Hurricane Dennis vs. London Bombing

Sitting here in Guyana with the television turned on, the bombing in London seems to be the center of the traditional media - CNN is the main service that I can view on cable television, and like the September 11th attacks, it's getting lots of air time. But I live in another world. I live in a world where Hurricane Dennis has killed 4 people from Haiti - the Caribbean region, where not much is even to be read from ICT mailing lists from Latin America.

162 technorati listed posts mention London Explosion. 1,015 technorati posts mention London bombing. 626 technorati posts mention London bomb.

1,164 technorati entries mention Hurricane Dennis.

162 technorati posts mention Hurricane Dennis and Haiti.

In an office earlier today, someone asked me what I thought of the bombings in London. I said, of course, that it was a horrible thing, but that it was political and I have no control over what people decide to do to each other. I could stand on a soapbox and talk about how horrible the bombing was. It was horrible. The fact that such attacks is horrible, and no less so than the ability of a country to unilaterally invade another country on false pretenses. The whole thing is a nasty loop, and I can find no reason to defend either side who willingly creates casualties from innocent bystanders. Perhaps it's easier to say that nobody is innocent, and continue killing each other. I do not understand why it continues, I cannot control that it continues, but I am certain that if humanity actually respected itself enough on a collective level that there wouldn't be such attacks. But that's an idealistic world, and I don't have the luxury of living in that world.

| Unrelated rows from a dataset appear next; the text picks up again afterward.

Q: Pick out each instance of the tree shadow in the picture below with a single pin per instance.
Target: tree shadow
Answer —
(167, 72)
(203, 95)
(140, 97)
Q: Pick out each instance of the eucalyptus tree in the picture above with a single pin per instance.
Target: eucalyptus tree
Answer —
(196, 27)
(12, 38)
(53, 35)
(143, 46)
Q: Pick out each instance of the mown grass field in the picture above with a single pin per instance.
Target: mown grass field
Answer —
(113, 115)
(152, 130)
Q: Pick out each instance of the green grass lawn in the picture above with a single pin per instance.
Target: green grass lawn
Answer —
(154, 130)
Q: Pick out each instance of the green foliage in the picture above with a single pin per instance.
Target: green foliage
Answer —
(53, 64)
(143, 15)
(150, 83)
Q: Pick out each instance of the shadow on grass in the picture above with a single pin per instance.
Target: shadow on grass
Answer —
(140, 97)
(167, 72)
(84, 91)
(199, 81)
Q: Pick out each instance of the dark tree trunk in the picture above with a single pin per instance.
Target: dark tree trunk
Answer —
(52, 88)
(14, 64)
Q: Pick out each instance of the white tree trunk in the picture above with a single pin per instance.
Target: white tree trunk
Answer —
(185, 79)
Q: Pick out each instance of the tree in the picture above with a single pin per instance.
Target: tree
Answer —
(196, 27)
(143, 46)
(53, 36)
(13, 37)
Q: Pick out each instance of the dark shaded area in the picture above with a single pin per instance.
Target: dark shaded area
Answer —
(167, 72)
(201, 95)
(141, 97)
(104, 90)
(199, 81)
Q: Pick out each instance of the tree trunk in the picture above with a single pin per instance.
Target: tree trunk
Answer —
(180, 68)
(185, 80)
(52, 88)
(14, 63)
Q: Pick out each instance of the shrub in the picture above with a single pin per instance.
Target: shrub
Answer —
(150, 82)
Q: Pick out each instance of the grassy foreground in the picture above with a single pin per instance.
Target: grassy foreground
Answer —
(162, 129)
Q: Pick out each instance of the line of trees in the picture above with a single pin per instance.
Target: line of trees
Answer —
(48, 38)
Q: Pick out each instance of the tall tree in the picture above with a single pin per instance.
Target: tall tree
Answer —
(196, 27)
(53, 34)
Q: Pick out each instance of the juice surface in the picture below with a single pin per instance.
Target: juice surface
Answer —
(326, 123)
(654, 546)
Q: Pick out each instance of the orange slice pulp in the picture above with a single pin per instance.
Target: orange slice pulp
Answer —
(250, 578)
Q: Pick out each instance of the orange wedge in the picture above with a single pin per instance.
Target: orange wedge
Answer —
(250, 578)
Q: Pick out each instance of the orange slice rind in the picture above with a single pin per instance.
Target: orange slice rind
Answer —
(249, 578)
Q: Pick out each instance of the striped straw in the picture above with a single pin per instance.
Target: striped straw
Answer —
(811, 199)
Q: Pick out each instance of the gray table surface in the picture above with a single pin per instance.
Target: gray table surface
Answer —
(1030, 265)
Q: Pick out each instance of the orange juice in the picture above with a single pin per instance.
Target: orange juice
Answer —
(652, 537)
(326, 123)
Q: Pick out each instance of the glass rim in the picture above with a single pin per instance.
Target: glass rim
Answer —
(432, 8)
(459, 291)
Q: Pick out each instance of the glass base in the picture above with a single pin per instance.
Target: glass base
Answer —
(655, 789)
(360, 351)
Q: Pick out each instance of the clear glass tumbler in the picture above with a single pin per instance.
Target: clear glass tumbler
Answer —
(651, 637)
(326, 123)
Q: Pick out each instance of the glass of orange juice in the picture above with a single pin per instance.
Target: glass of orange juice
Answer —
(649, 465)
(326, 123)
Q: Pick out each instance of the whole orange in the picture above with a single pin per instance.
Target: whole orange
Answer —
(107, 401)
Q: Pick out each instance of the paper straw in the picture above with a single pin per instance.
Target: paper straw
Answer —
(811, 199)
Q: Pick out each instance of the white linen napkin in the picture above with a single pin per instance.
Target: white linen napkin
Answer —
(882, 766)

Neither did the 4 dead people in Haiti.

Instead, I asked the person what they thought of Hurricane Dennis and how the CARICOM region was reacting. They had no idea about what I was speaking of. Within their own region, they had no knowledge of what was happening while they continue reading opinions of what has already happened. Like spectators at the coliseum, they look for the most bloody spectacle that doesn't affect their region. That people within our own region will need help after Hurricane Dennis isn't seen as important. Meanwhile, oil prices increase, floods are in Jamaica, and so forth.

What does this say? It says to me that the traditional media in the region is failing to put news that is of local interest to the fore. It tells me that the people who are suffering and will continue to suffer from the effects of Hurricane Dennis had the greater misfortune of having it happen while the violent soap opera between politically motivated groups fights for dominance.

Like an exclamation mark, the London bombing has entered the discussion of the issues of Iraq and terrorism. Like a period, the London bombing rests on the people of the Caribbean region.

Both issues are large issues. But why is it that the Caribbean media focuses on the issues that do not directly involve the Caribbean? Why is it that they do not focus more on what is happening within the region - to our neighbours beyond the fences of ocean? Are they simply relays of the media of the United States and United Kingdom? Are the value of the lives of people in London greater than the value of our own neighbours here in the Caribbean?

And what of Latin America? Are the people in the Caribbean unimportant? The local traditional media seems to have lost focus on the Caribbean region - if it ever had it at all. This leads me to wonder what people of the Caribbean see as their status within the global community.

Most of the time people follow the crowd, paying attention to the things that are loudest. But shouldn't one's neighbours be loudest? Shouldn't we be concerned about what is happening to people of our own region more than that of other regions, where the 'War on Terror' hasn't had any effect other than cut down tourism and increase oil prices?

London's bombing is important. But so are the natural disasters in the region which mean that our neighbours mean assistance. We can't do much about the bombing in London except express condolences. Meanwhile, a few hundred miles away, people from our own region are under attack from something even more primal than mankind's capacity to hurt itself.

We now return you to CNN, where Hurricane Dennis is a sideshow until it destroys a few million dollars worth of property in the United States.